美国毕业论文代写：非粘流机翼剖面-网格和数值方法的影响

美国毕业论文代写：非粘流机翼剖面-网格和数值方法的影响

图3.1显示了不同速度的比较级网。它显示一个小的改变速度时增加的速度。在粗网格的结果是更多的扩散明显在图3所示。2,显示了不同速度的比较级mesh-Zoomed视图与简化。它显示了前翼型表面流速高于入口速度的机翼。基于伯努利定理,顶部表面压力减少,它是负数,这是Fig.3.3所示。在另一方面底部一侧的机翼表面速度小于入口速度和压力是正面的。同时,一个小的后缘分离泡沫出现在6学位面向方面的处理方法(AOA)和流不太可能保持稳定进一步面向方面的处理方法(AOA)并开始分离流场。表3.1显示,Table.3.1比较网与最大速度、压力和CFD模拟的总压强。它清楚地显示了最大静压时聚合网规模约44000加元。
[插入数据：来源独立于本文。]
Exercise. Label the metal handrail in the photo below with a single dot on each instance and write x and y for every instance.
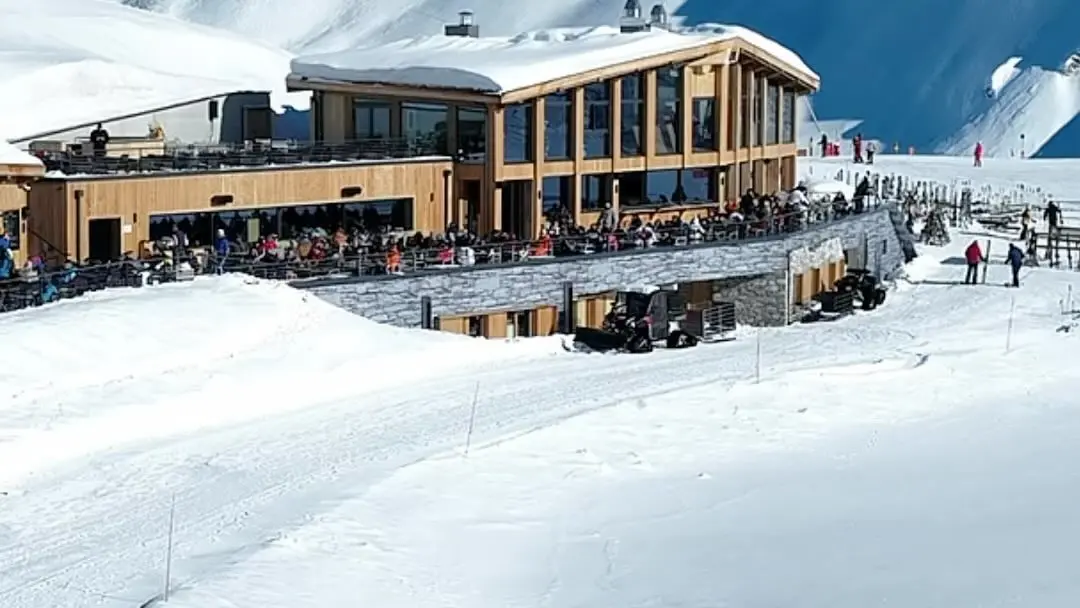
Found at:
(158, 157)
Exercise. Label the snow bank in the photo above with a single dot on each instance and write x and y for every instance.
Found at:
(129, 365)
(66, 63)
(1036, 104)
(915, 468)
(501, 64)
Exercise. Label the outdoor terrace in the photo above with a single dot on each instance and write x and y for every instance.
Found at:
(159, 157)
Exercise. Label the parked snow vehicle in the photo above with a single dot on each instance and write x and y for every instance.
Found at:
(638, 321)
(866, 288)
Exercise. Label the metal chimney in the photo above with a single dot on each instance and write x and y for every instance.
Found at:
(466, 27)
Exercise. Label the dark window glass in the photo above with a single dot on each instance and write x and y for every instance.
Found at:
(517, 133)
(557, 121)
(704, 124)
(370, 120)
(633, 116)
(597, 120)
(472, 132)
(669, 110)
(423, 125)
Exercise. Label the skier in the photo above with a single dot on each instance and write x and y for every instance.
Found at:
(1015, 259)
(974, 256)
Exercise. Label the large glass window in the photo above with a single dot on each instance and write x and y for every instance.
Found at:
(472, 132)
(704, 124)
(771, 115)
(517, 133)
(370, 120)
(597, 120)
(787, 124)
(667, 187)
(633, 116)
(556, 193)
(557, 117)
(595, 191)
(423, 125)
(669, 110)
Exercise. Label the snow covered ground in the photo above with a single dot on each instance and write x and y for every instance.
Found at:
(919, 454)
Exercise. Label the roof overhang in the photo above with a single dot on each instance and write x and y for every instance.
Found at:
(132, 115)
(713, 53)
(296, 82)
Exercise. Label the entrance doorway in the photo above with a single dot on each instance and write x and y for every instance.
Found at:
(105, 242)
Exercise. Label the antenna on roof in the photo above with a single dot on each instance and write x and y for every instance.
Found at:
(658, 16)
(631, 21)
(466, 27)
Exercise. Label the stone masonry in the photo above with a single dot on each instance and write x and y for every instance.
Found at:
(756, 272)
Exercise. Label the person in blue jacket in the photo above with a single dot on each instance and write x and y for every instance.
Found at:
(1015, 259)
(220, 251)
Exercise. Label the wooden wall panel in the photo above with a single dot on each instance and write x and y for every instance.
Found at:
(454, 324)
(545, 321)
(495, 325)
(136, 199)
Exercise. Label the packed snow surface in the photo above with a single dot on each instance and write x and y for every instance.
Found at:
(920, 455)
(68, 63)
(501, 64)
(12, 156)
(1002, 75)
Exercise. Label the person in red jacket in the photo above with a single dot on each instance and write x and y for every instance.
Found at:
(974, 257)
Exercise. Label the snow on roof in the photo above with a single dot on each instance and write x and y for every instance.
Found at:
(68, 63)
(13, 157)
(500, 65)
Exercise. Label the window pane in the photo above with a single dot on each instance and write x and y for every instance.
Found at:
(704, 124)
(633, 115)
(771, 113)
(595, 191)
(669, 111)
(556, 135)
(372, 120)
(423, 125)
(787, 132)
(472, 132)
(517, 133)
(597, 120)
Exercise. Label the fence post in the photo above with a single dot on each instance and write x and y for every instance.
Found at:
(568, 313)
(427, 321)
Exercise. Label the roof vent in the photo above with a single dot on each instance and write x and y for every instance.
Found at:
(631, 21)
(658, 16)
(466, 27)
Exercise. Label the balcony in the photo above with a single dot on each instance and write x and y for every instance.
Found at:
(126, 157)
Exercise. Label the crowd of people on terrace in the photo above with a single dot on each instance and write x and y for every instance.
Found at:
(362, 250)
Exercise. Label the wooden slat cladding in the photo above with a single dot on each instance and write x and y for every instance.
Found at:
(55, 204)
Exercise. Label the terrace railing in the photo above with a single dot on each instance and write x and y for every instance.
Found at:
(43, 287)
(157, 157)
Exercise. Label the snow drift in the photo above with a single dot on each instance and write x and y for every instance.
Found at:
(100, 61)
(912, 90)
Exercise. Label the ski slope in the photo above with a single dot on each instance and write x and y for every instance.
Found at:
(1035, 105)
(100, 59)
(316, 459)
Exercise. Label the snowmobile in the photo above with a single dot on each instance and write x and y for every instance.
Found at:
(638, 321)
(865, 288)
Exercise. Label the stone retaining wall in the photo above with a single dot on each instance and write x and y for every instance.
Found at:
(757, 270)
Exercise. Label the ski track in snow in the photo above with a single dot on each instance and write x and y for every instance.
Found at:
(99, 527)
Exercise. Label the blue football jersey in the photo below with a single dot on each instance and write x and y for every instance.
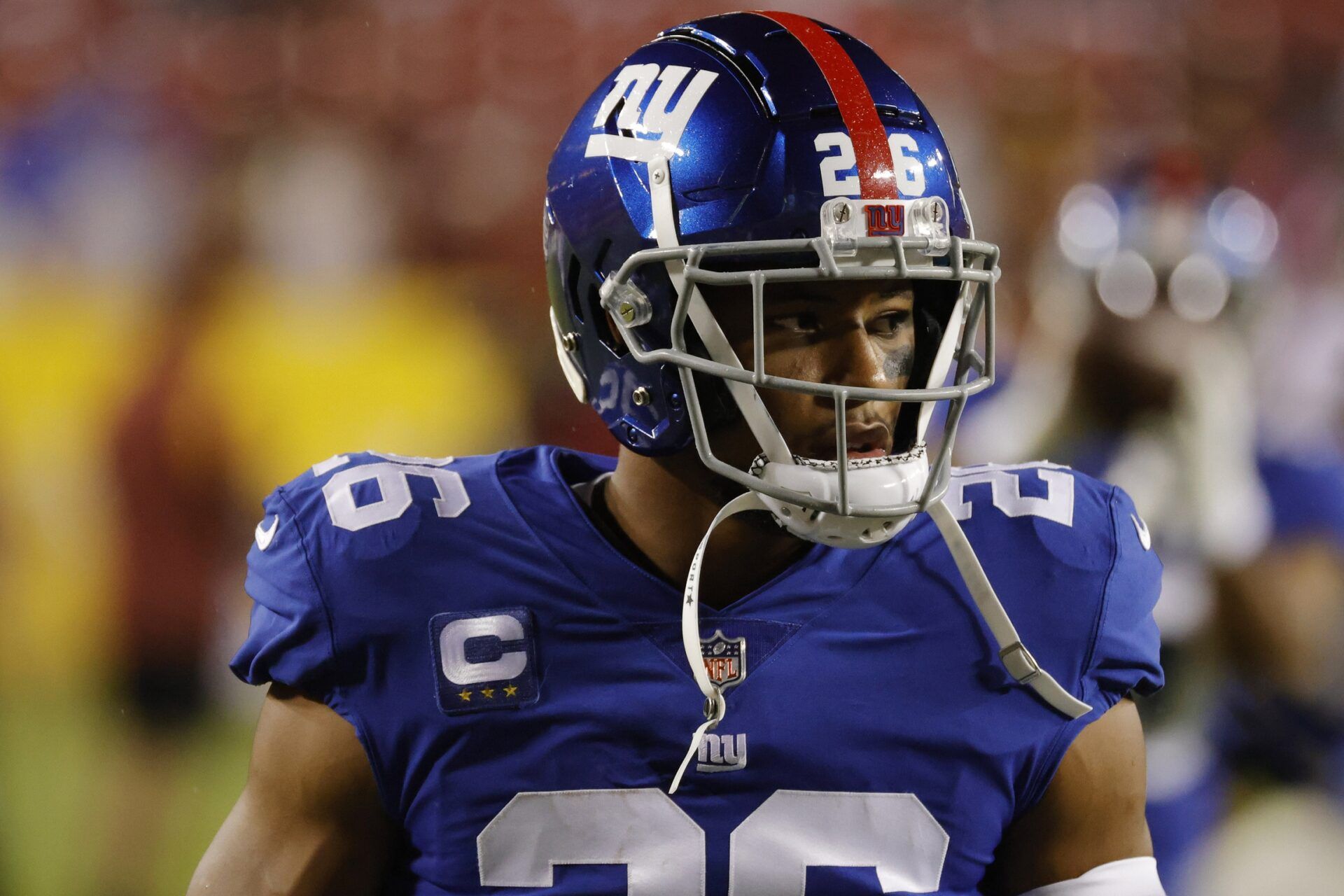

美国毕业论文代写：非粘流机翼剖面-网格和数值方法的影响

Fig.3. 1 shows the Comparison of velocity magnitude for different mesh. It shows a small change in the velocity when increase in velocity. In the coarser mesh the result is more diffused which is shown clearly in Fig.3. 2 which shows Comparison of velocity magnitude for different mesh-Zoomed view with streamlines. It shows the top airfoil surface flow velocity is higher than inlet velocity of the airfoil. Based on Bernoulli’s theorem, the top surface pressure surface decreases and it is negative, which was shown in Fig.3.3. In other hand bottom side of the airfoil surface velocity is less than the inlet velocity, and the pressure is positive. Also, a small separation bubble appears at the trailing edge for 6 degree AOA and the flow is unlikely to remain steady for further AOA and starts separation in the flow field. Table 3.1 shows that Table.3.1 Comparison of Mesh Vs Maximum velocity, Pressure and Total Pressure in CFD Simulation. It clearly shows the maximum static pressure is converged when the mesh size is C approximately 44000.